It prompted him to post a video to the MMTB's Facebook page urging people to isolate.
"I would like to request respectfully and with aroha that those of our whanau members make sure that we make everyone in our community safe. If you have tested positive or if you are a close contact, I would like to please request that you keep yourself isolated from your whanau and from the community until such time until you return a negative test," Ikin said on a video posted to MMTB's Facebook page yesterday.
Ikin told the Herald the community needed to pull together at this time, support each other and do everything they could to prevent the potential spread in the community and the devastating impact Covid could have.
He lives in Piopio and said there are two mass graves nearby that serve as a devastating reminder of the impact of the Spanish influenza on their communities.
"I'm not pushing this line because the Government happens to be pushing it, I'm pushing this line because the last time we had an epidemic in our communities, it devastated our communities."
They needed to learn from history and do everything they could to keep themselves safe.
"So isolation is key to that and the other big focus is working with the key agencies to ensure our families who are having to isolate are well supported."
There were a lot of large families living in small overcrowded houses and the trust board was in the process of identifying places locally where people could isolate if it wasn't suitable for them to do so at home.
"We are seeing that spread, it's happening right in front of us, right now. I am concerned because it's a tight-knit small community and even though a lot of our people live rurally things can move quite quickly within tight-knit communities."

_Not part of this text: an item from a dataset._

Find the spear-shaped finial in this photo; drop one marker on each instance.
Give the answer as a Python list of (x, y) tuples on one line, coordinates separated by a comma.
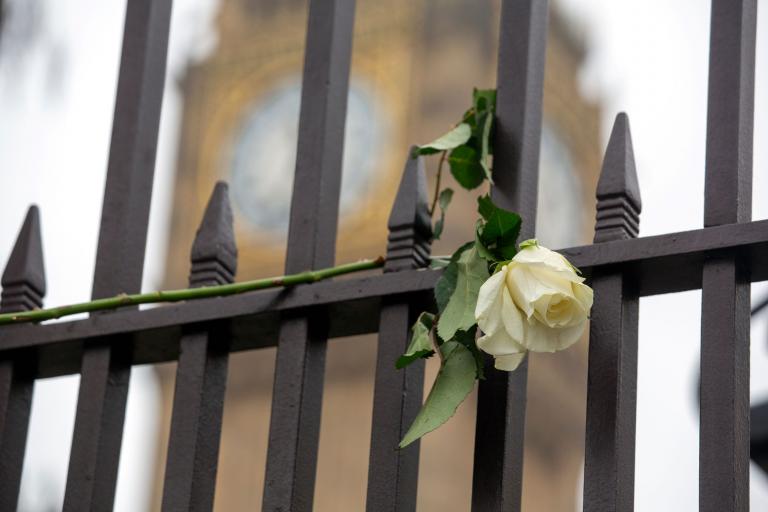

Waitomo mayor John Robertson said yesterday that the messaging going into the community was "patchy" and local agencies including the council and the MMTB were working together to develop a local response plan to give clearer communication to the community around isolating should more surges happen in the district.
Robertson said Covid was showing no sign of abating and was instead spreading around the rural communities.
"It's a real struggle, all this, for us in a small community, a rural community. This is getting hard and we know when New Zealand opens up, the modelling suggests - again this is just verbal advice I get - that we will get surges."
His calculations showed the ratio of people getting Covid in Te Kuiti was three times higher than those in Auckland.
Te Kuiti High School. Piopio College and Piopio Primary School remain closed today due to a large number staff and students at the schools being identified as close or casual plus contacts.